Senior Data Engineer Skill

Senior Data Engineer

Generate pipeline configurations (Airflow, Prefect, Dagster), validate data quality with profiling and anomaly detection, and optimize SQL/Spark performance with actionable recommendations.

Core Capabilities

Pipeline generation — Airflow/Prefect/Dagster DAG code for batch and incremental loads, with DAG validation.
Data quality — schema validation, profiling, anomaly detection, data contracts, and Great Expectations suite generation.
ETL/ELT optimization — SQL and Spark analysis, partition strategy, and query cost estimation per warehouse.
Architecture decisions — batch vs streaming and warehouse vs lakehouse trade-off frameworks.
Reliability patterns — incremental watermarks, dead letter queues, freshness checks, and schema-drift detection.

When to Use

Designing a data architecture or choosing batch vs streaming / warehouse vs lakehouse.
Building or generating Airflow/Spark/dbt pipelines.
Adding data-quality checks or data contracts.
Optimizing slow ETL/ELT queries or troubleshooting pipeline failures.

Clarify First

Before generating pipelines, confirm these inputs. If any is unknown or vague, ASK — do not assume:

[ ] Orchestrator — Airflow / Prefect / Dagster (--type; changes the generated DAG code)
[ ] Source, destination & load mode — systems involved and batch vs incremental (--source/--destination/--mode; shapes the pipeline)
[ ] Data-quality expectations — the schema and contracts to enforce (drives the Great Expectations suite generation)

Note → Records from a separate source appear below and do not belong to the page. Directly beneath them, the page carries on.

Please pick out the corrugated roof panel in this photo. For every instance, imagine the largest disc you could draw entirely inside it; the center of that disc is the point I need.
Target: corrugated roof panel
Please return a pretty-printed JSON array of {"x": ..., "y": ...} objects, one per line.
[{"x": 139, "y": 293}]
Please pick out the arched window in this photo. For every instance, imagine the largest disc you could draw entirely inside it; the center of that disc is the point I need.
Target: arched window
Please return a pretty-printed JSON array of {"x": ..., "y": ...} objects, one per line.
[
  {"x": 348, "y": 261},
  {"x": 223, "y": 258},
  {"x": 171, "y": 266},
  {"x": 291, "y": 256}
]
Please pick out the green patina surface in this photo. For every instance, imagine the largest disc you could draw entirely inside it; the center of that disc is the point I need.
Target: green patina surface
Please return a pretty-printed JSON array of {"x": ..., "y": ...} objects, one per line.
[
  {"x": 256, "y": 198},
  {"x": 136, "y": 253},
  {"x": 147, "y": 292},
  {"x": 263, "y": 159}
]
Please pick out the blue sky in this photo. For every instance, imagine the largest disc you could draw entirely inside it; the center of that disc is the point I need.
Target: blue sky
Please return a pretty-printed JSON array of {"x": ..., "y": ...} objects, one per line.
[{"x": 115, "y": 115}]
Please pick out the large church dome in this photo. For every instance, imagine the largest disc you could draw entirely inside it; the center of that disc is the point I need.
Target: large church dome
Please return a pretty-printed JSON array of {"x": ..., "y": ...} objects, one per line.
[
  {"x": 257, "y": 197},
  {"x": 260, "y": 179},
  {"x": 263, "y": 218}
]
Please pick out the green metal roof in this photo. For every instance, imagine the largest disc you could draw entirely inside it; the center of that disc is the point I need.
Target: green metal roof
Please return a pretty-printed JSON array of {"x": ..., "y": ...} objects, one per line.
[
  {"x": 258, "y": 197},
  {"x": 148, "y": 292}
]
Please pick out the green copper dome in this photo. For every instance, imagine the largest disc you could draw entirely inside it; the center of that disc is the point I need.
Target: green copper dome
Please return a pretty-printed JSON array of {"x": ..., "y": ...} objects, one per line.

Stop rule: ask only the 2-3 that most change the output. If the user says "just draft it," proceed and list your assumptions at the top of the artifact.

Quick Start

# Generate an Airflow DAG for incremental PostgreSQL -> Snowflake
python scripts/pipeline_orchestrator.py generate \
  --type airflow --source postgres --destination snowflake \
  --tables orders,customers --mode incremental --schedule "0 5 * * *"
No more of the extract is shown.